Today, the art of Valery Gergiev is in great demand throughout the world. An outstanding conductor, whose concert engagements far exceed the limits of his peers, a fine musician, both sensitive and scrupulous in his crafting of a vast operatic canvas or an orchestral miniature, a talented director, who in the troublesome 1990s raised the Mariinsky Theater to its present position as one of the world's supreme opera houses, and a social activist and patron of the arts, Valery Gergiev sits at the top table of great personages who serve Russian art in its most aesthetic form.
At age 23, he won the Herbert von Karajan Conductors' Competition in Berlin, and as a student of symphonic conducting at the Leningrad State Conservatory under Professor Ilya Musin was invited to join the Kirov Theater (now the Mariinsky).
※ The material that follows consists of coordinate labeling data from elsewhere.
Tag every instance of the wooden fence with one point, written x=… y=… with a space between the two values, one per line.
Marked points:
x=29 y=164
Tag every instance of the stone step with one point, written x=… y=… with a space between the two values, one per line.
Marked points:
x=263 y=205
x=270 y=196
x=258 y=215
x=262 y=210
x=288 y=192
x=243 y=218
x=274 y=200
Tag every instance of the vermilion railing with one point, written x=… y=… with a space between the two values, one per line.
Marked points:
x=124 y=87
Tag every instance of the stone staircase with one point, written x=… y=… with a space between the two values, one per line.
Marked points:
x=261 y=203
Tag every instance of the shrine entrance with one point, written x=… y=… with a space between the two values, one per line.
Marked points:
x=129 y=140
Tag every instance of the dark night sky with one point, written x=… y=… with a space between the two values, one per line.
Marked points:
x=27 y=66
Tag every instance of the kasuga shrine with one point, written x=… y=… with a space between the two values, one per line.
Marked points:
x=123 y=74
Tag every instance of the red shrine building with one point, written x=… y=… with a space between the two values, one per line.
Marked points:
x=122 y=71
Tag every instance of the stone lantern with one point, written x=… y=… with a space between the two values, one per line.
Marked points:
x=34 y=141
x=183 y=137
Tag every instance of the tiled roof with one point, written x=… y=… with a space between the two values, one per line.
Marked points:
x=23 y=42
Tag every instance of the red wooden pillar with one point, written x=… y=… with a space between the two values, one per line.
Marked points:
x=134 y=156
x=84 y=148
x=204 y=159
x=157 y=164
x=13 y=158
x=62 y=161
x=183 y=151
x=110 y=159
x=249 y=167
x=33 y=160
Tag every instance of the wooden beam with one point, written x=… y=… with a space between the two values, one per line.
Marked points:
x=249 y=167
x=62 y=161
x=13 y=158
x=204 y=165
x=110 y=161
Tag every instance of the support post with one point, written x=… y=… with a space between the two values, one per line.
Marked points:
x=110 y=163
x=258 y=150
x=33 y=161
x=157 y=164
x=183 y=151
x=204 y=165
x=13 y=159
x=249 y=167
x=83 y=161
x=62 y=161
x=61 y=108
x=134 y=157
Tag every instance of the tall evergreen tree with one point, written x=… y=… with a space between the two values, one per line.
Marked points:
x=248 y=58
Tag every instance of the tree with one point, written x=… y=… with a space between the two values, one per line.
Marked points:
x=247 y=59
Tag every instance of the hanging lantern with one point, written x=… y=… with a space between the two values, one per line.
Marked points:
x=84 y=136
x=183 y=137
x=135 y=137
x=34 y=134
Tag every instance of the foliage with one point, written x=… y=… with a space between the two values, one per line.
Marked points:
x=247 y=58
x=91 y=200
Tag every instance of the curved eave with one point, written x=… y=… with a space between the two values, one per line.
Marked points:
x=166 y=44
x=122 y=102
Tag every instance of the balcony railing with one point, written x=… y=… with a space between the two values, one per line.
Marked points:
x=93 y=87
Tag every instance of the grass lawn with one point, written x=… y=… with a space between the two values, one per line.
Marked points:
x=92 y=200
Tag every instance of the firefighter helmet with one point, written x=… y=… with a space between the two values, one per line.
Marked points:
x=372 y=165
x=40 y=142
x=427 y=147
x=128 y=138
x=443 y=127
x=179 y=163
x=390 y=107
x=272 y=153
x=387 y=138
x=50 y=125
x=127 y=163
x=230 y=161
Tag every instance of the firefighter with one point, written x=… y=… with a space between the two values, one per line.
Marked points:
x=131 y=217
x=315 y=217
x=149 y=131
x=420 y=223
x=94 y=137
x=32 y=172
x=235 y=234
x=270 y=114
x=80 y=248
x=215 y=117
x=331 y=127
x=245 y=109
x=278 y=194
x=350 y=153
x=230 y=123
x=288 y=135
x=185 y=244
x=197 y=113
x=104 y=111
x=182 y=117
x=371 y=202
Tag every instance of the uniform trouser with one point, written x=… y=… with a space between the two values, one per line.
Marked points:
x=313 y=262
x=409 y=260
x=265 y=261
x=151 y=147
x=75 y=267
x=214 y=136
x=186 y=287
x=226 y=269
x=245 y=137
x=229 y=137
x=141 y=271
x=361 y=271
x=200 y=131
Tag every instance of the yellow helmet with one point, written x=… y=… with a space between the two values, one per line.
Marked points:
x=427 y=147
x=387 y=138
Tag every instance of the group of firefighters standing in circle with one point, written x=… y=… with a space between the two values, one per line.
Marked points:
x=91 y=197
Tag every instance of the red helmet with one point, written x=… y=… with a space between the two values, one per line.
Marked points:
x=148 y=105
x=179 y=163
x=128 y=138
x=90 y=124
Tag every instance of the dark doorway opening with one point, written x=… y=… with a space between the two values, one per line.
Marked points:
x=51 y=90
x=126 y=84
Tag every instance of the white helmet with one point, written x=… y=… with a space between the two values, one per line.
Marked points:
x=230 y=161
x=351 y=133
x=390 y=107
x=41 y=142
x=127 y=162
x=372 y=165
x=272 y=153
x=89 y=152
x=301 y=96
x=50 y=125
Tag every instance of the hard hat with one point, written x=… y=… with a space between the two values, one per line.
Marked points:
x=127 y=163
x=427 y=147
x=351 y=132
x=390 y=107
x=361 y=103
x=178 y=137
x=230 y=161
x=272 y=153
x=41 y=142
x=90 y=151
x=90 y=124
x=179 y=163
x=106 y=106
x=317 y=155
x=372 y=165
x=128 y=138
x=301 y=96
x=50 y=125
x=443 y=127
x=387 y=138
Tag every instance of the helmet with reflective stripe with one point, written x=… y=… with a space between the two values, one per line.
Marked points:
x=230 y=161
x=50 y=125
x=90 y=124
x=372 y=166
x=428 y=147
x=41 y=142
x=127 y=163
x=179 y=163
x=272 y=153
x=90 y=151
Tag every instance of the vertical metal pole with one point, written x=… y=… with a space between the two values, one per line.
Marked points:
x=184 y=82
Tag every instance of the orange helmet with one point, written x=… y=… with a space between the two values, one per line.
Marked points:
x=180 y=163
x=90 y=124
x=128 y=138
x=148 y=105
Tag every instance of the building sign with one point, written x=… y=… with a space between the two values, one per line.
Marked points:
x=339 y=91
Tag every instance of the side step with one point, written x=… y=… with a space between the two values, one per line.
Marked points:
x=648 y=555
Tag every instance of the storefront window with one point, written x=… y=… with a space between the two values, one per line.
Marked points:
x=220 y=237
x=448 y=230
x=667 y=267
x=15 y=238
At 35, he was appointed artistic director of the company's opera troupe, and since 1996 maestro Gergiev has served as artistic and general director of the Mariinsky Theater.
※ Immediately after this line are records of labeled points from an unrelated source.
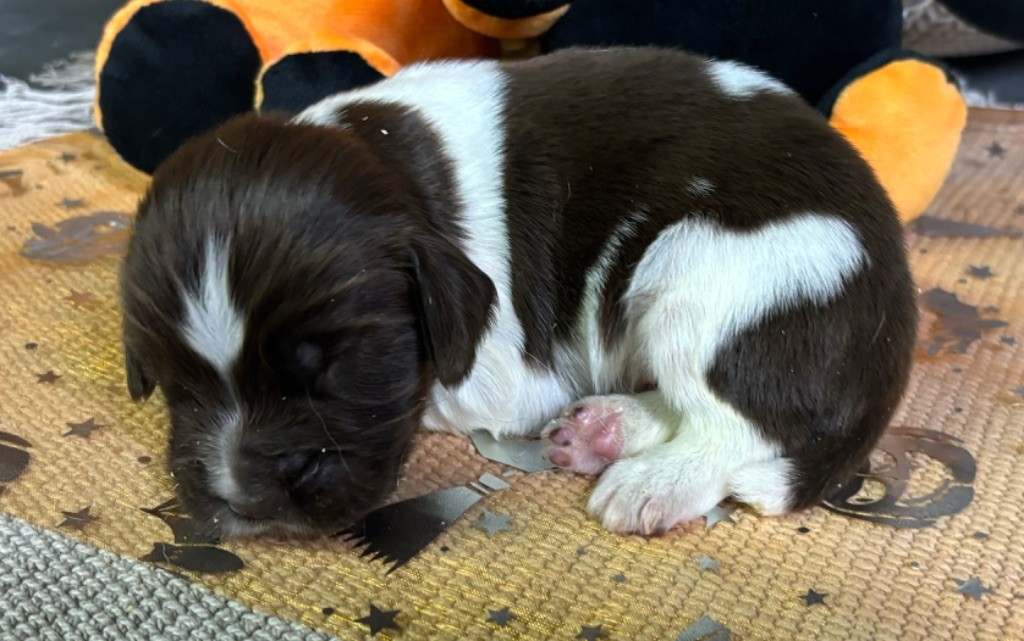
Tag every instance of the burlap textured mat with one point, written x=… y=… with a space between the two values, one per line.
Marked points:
x=937 y=553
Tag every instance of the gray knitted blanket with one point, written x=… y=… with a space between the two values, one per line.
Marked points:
x=53 y=588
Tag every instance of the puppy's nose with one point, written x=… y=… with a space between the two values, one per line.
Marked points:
x=263 y=508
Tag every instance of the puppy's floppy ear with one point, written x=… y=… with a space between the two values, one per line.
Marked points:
x=140 y=386
x=455 y=300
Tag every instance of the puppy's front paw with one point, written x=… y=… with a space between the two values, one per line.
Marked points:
x=650 y=495
x=588 y=436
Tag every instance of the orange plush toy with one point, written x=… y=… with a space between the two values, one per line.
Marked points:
x=167 y=70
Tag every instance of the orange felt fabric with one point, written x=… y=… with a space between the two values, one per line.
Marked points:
x=905 y=119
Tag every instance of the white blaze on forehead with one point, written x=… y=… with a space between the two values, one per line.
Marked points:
x=224 y=442
x=212 y=326
x=214 y=330
x=739 y=81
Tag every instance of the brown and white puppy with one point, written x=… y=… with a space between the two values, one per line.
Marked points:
x=677 y=250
The past 15 years have seen an unprecedented expansion of the company's repertoire. Among the most notable highlights are the return to the Petersburg stage of Richard Wagner's operas "Lohengrin," "Parsifal," "The Flying Dutchman," "Tristan and Isolde," and all three parts of "The Ring of the Nibelung."
The debut recordings of the Mariinsky label, orchestrated by maestro Gergiev in the spring of 2009, were nominated in five categories at the Grammies in 2010 and three in 2011, won several prestigious prizes, including the MIDEM Classical Awards, and attracted critical acclaim from leading international publications, such as The Washington Post, The Daily Telegraph, BBC Music Magazine, and The Gramophone.
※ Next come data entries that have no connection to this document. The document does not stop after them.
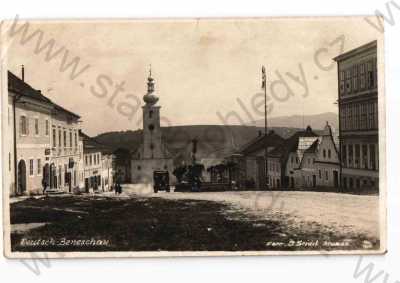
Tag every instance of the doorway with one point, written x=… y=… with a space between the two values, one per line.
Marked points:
x=335 y=179
x=21 y=187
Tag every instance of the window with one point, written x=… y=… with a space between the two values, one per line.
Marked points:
x=54 y=137
x=344 y=155
x=59 y=176
x=364 y=156
x=30 y=167
x=370 y=75
x=36 y=126
x=355 y=78
x=65 y=138
x=362 y=76
x=357 y=156
x=39 y=162
x=350 y=155
x=372 y=156
x=341 y=82
x=47 y=127
x=24 y=125
x=348 y=81
x=66 y=181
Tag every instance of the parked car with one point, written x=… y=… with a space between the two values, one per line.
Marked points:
x=161 y=181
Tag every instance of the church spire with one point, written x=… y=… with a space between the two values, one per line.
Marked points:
x=150 y=98
x=150 y=83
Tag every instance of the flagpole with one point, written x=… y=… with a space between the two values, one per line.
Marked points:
x=264 y=77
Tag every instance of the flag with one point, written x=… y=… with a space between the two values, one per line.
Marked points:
x=264 y=78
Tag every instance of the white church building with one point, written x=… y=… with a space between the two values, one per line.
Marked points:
x=152 y=154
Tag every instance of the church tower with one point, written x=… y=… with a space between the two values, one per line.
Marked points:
x=152 y=154
x=152 y=144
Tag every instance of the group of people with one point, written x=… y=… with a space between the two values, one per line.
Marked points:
x=118 y=188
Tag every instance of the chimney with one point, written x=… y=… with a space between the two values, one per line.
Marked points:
x=23 y=73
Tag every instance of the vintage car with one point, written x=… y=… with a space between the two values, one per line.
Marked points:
x=161 y=181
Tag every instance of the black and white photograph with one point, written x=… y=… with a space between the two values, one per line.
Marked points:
x=193 y=137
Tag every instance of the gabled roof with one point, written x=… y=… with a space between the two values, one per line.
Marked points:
x=271 y=139
x=291 y=144
x=20 y=87
x=90 y=144
x=355 y=51
x=313 y=148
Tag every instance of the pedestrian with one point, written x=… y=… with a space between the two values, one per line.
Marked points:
x=44 y=185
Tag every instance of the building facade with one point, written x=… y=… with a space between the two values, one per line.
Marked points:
x=358 y=117
x=152 y=154
x=327 y=161
x=41 y=146
x=28 y=137
x=64 y=171
x=253 y=163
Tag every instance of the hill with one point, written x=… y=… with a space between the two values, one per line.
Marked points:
x=317 y=121
x=213 y=140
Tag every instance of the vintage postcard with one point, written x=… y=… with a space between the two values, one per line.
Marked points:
x=191 y=137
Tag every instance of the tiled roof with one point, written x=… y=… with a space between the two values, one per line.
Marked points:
x=313 y=148
x=20 y=87
x=291 y=144
x=271 y=139
x=90 y=144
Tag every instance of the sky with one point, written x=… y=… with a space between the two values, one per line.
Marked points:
x=205 y=70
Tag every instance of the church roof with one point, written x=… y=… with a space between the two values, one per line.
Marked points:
x=271 y=139
x=20 y=87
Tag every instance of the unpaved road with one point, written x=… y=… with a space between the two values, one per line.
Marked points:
x=342 y=212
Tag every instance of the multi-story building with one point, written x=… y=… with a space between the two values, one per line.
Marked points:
x=28 y=137
x=41 y=141
x=98 y=163
x=358 y=117
x=65 y=154
x=327 y=160
x=253 y=161
x=152 y=154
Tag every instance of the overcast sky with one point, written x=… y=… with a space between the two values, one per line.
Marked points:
x=201 y=68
In addition to his role as artistic director of the Mariinsky Theater, Valery Gergiev collaborates with leading orchestras worldwide: for many years he served as principal conductor of the Rotterdam Philharmonic Orchestra and principal guest conductor of the New York Metropolitan Opera. As of 2007, Valery Gergiev is principal conductor of the London Symphony Orchestra. The maestro also works with the World Orchestra for Peace, the Vienna and Berlin Philharmonics, the Swedish Radio Orchestra, and many others.
In early 2012, it was reported that Gergiev would head the National Youth Orchestra of America, established at the initiative of New York's Carnegie Hall. The new orchestral collective, which will be made up of 120 musicians aged 16-19, will start performing in 2013.